On Thursday, the 2010 Organised Crime Assessment for New Zealand was released to the public.
Essentially it told us what we already know; we have a problem, we know what the problem is, and we’re failing to solve it. It is time we approached the problem rationally and responsibly.
There is a market within New Zealand for drugs, especially marijuana. When a market pops up there’s two elements that sustain it, supply and demand. We’ve tried to fix each of these issues individually in the past, attempting to cut supply through large public expenditure fighting organised crime, while at the same time trying to lower demand by toughening laws and creating social stigmas. Again, I reiterate that these tactics have been proven to fail. The demand is still there, and organised crime is finding it far too easy to meet it.

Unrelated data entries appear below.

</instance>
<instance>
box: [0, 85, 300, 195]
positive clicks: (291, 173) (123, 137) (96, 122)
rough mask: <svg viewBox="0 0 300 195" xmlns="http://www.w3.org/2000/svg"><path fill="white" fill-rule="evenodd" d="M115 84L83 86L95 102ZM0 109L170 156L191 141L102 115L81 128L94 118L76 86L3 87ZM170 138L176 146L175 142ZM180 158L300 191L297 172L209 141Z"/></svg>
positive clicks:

We must recognise that the best asset New Zealand has in the fight against the problem of drugs is isolation. New Zealand does not have massive borders for drug cartels to find a thousand ways to smuggle the next big drug across, nor do we have a massive population to make significant importation worthwhile.
Where do we start in the quest for attempting to solve the unsolvable? Look at the current revenue streams of the organised crime syndicates’ who are smuggling these drugs across our borders, a very expensive exercise indeed! These gangs control the marijuana market, giving them a revenue stream that allows them the funding to ensure the harder drugs get across the borders. They also spend a lot on P, having reasonably easy access to the ingredients. Again, this problem props up their ability to delve into further trouble. Still, their main revenue is marijuana, it’s so easy to grow, and despite all the work we put into eradicating P from our streets, we will never eradicate marijuana, and therefore the gangs will never lose this vital revenue.
To solve the problem within our small nation, we must be willing to challenge our own beliefs, and if we do walk down this road, we could end up far better off. Drugs are bad, and in the wrong hands are horrible. They cause harm within the family, the community, and society as a whole, yet these problems cannot be properly addressed while drugs continue to be treated as a taboo. Creating a tightly controlled market with the Government receiving significant revenue streams would allow for the creation of significant support structures for those using the drugs, and begin workable anti-drug campaigns in schools. To repeat the point of this short piece, there is a market, whether people would like to admit it or not, and the Western English speaking way of dealing with this problem is failing. There is no answer within the square we currently circle within.
Look at the progress we’ve made with tobacco, this progress should be the envy of many countries around the world, an envy that could extend further if we tried.